We had a huge community bathroom, which I absolutely hated but dealt with. 75 men with 15 sinks, toilets and urinals. There was probably 40 shower heads in one huge shower room. The shower situation was really hard for me to deal with, I am very scared to show my body to anyone, and I sure was terrified to show my naked self to a bunch of men I didn't know.

Breakfast was at 6am, we were all woke up at 5am to start our day, we had to be completely outta the bunkroom by 8am. By 9am if you weren't able to go out and look for work each day, you had to stay inside the facility and take classes. The classes ranged from balancing a checkbook to wiping your ass. Well, maybe not wiping your ass, but it sure seemed like they thought we didn't know how to do anything and that we needed a class to teach us every detail of life.

Also, you had to volunteer so many hours a day if you weren't out looking for work, I chose to work in the kitchen each morning. It got me extra food, and better tasting food, so that was the only real highlight of the day for me. Getting extra bacon.

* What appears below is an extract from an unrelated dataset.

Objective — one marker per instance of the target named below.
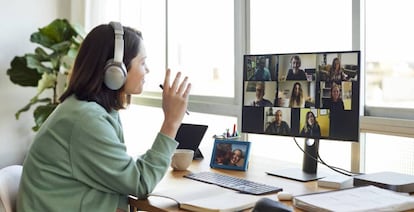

I met a lot of other homeless people while I was there, a lot of them just told me to fuck off and not to talk to them. Some were very racist and told me that white boy needed to mind his own fucking business or that I would get hurt.

A few that I met were nice, I met one guy from Minnesota, that became homeless because he lost his leg in a traffic accident and had to take too much time off of work. He received disability while he was in the shelter, and he was primarily using the shelter as a way to save money so he could get back out on his own. Him and I became decent friends in the shelter, and then after a few weeks, he was gone, he moved on to his own place.

After he left I basically shut myself off to the world and this was the beginning of me hating the world. Up until that first week of meeting my Ziploc Girl.

April 2, 2012


One thing that bothered me a lot while I was homeless was the constant pressure of the gay men looking for male prostitutes. There is a park in Fort Lauderdale, that is well know for gay men to go to and look for male prostitutes each day.

When I first came to Fort Lauderdale, I had no idea what went on inside of this park. One day I was sitting on a bench in the park and I was approached by a man, at the time I had no idea he was gay. And he asked me if I was from around the area, and other small talk.

Anyway, he then asked me if I was into men? At which point I told him no, and I walked away. I guess he thought I was playing hard to get or something, because he followed me all over the park. Finally I told him to fuck off and he got the message.

The very next day I was sitting in the park again eating food that was given to us by one of the local church groups. And another man came to me and asked me if I wanted to party? Out of dumb curiosity I asked what he meant, and he told me, get high on crack, and have sex all day. Hell no! I got up and walked away.

I avoided the park for a few weeks, and started realizing that not only was the gay guys trolling the park, but when I would be sitting at a bus bench waiting for a bus, they would slowly drive by, roll down their window and smile or flash money at me. One guy went as far as throwing a business card with a $50 bill paper clipped to it at me. I took the money, dropped the card and had a really nice meal on him, thanks sucker.

I am not againts gays. I am however against being pressured by gays to have sex or do drugs just because I was homeless. There isn't any amount of money that a gay man could throw at me that would persuade me to have sex with him.